When writing data into the dCache, and possibly later on into an HSM, checksums may be calculated at different points within this chain.
The client calculates the checksum before or while the
data is sent to the dCache. The checksum value,
depending on when it has been calculated, may sent
together with the open request to the door and stored
into pnfs
before the data transfer begins or it may be
sent with the close operation after the data has been
transferred.
The dCap
protocol providing both methods, but the
dCap
clients use the latter by default.
The FTP
protocol does not provide a mechanism to send
a checksum. Nevertheless, some FTP
clients can
(mis-)use the “site
”
command to send the checksum prior to the actual data
transfer.
While data is coming in, the server data mover may calculate the checksum on the fly.
After all the file data has been received by the dCache server and the file has been fully written to disk, the server may calculate the checksum, based on the disk file.

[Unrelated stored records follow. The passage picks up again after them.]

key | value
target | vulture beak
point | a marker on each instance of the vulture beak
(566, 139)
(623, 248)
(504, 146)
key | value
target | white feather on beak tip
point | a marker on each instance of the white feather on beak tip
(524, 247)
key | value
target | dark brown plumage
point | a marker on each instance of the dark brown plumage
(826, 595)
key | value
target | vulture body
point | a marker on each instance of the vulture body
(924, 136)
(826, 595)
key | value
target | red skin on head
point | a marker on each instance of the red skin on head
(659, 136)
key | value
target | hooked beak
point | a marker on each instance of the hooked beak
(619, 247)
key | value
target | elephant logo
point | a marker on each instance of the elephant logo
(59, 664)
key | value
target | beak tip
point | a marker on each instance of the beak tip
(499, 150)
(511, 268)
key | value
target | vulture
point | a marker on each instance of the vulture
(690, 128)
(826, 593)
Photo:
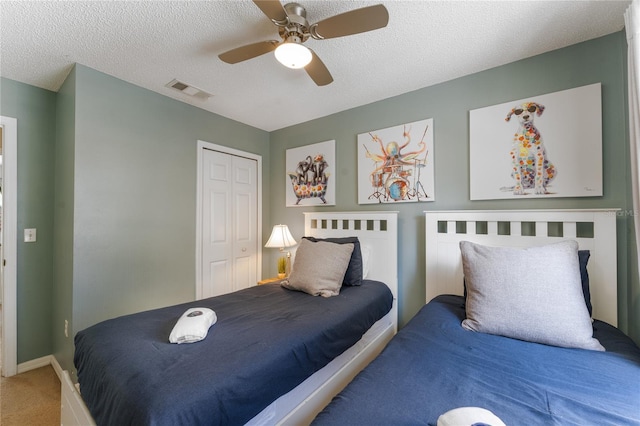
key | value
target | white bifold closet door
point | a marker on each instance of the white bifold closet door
(229, 223)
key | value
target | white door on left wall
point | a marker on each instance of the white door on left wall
(229, 223)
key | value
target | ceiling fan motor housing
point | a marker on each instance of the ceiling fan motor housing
(297, 24)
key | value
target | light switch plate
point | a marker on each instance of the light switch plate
(30, 235)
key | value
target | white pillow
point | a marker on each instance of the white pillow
(319, 268)
(532, 294)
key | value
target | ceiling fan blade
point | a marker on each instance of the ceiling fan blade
(352, 22)
(318, 71)
(273, 9)
(249, 51)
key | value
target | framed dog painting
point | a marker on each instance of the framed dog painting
(311, 179)
(396, 164)
(539, 147)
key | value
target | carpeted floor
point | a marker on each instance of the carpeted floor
(31, 398)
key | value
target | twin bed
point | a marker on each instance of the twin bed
(274, 355)
(433, 365)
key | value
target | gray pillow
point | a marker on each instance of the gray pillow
(532, 294)
(319, 268)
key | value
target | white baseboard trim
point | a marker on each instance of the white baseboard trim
(41, 362)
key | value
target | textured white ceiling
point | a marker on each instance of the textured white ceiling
(149, 43)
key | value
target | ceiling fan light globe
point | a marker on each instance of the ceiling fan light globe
(293, 55)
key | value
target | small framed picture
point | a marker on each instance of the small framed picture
(396, 164)
(311, 178)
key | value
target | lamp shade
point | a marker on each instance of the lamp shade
(293, 55)
(280, 237)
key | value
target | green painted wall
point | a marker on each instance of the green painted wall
(121, 162)
(134, 195)
(63, 253)
(35, 112)
(600, 60)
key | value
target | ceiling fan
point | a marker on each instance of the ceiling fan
(294, 30)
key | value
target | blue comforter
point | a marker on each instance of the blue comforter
(267, 341)
(433, 365)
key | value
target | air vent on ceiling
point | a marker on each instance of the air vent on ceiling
(188, 89)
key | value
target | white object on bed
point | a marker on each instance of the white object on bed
(193, 325)
(593, 229)
(379, 232)
(469, 416)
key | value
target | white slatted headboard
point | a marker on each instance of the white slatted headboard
(376, 230)
(594, 230)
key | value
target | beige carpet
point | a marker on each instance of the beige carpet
(31, 398)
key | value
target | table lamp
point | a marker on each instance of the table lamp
(281, 238)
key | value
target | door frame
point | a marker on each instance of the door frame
(8, 268)
(202, 145)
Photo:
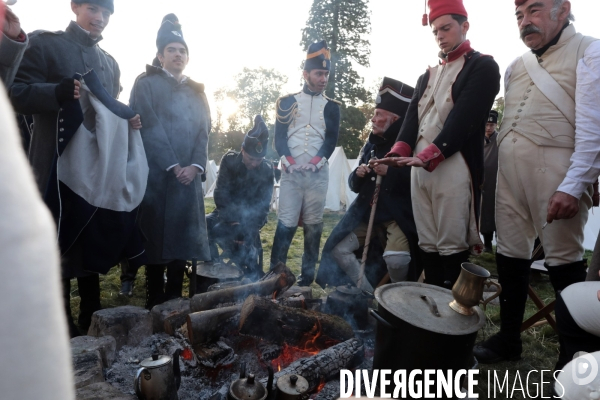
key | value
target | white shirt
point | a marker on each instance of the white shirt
(585, 161)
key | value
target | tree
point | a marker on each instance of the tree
(344, 24)
(256, 91)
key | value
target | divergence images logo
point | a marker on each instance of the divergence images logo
(585, 368)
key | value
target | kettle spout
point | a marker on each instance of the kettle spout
(176, 370)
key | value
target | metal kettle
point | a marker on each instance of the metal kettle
(158, 378)
(249, 388)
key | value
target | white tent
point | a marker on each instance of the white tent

The graph below sketches the different schemes for dCap
and
FTP
with and without client checksum calculation:
Table 20.1. Checksum calculation flow
Step | FTP (w/o initial CRC) | FTP (with initial CRC) | dCap |
---|---|---|---|
1 | Create Entry | ||
2 | Store Client CRC in pnfs | ||
3 | Server calculates transfer CRC | ||
4 | Get Client CRC from pnfs | Get Client CRC from mover | |
5 | Compare Client and Server CRC | ||
6 | Store transfer CRC in pnfs | Store client CRC in pnfs | |
7 | Server calculates disk file CRC |
As far as the server data mover is concerned, only the
Client Checksum and the
Transfer Checksum are of interrest. While
the client checksum is just delivered to the server mover as
part of the protocol (e.g. close operation for dCap
), the
transfer checksum has to be calcalated by the server mover on
the fly. In order to communicate the different checksums to
the embedding pool, the server mover has to implement the
ChecksumMover interface in addition to
the MoverProtocol Interface. A mover, not
implementing the MoverProtocol is assumed
not to handle checksums at all. The Disk File
Checksum is calculated independedly of the mover
within the pool itself.
public interface ChecksumMover { public void setDigest( Checksum transferChecksum ) ; public Checksum getClientChecksum() ; public Checksum getTransferChecksum() ; }
The pool will or will not call the setDigest method to advise the mover which checksum algorithm to use. If setDigest is not called, the mover is not assumed to calculate the Transfer Checksum.
java.security.MessageDigest transferDigest = transferChecksum.getMessageDigest() ; *** while( ... ){ rc = read( buffer , 0 , buffer.length ) ; *** transferDigest.update( buffer , 0 , rc ) ; }
getClientChecksum and getTransferChecksum are called by the pool after the MoverProtocols runIO method has been successfully processed. These routines should return null if the corresponding checksum could not be determined for whatever reason.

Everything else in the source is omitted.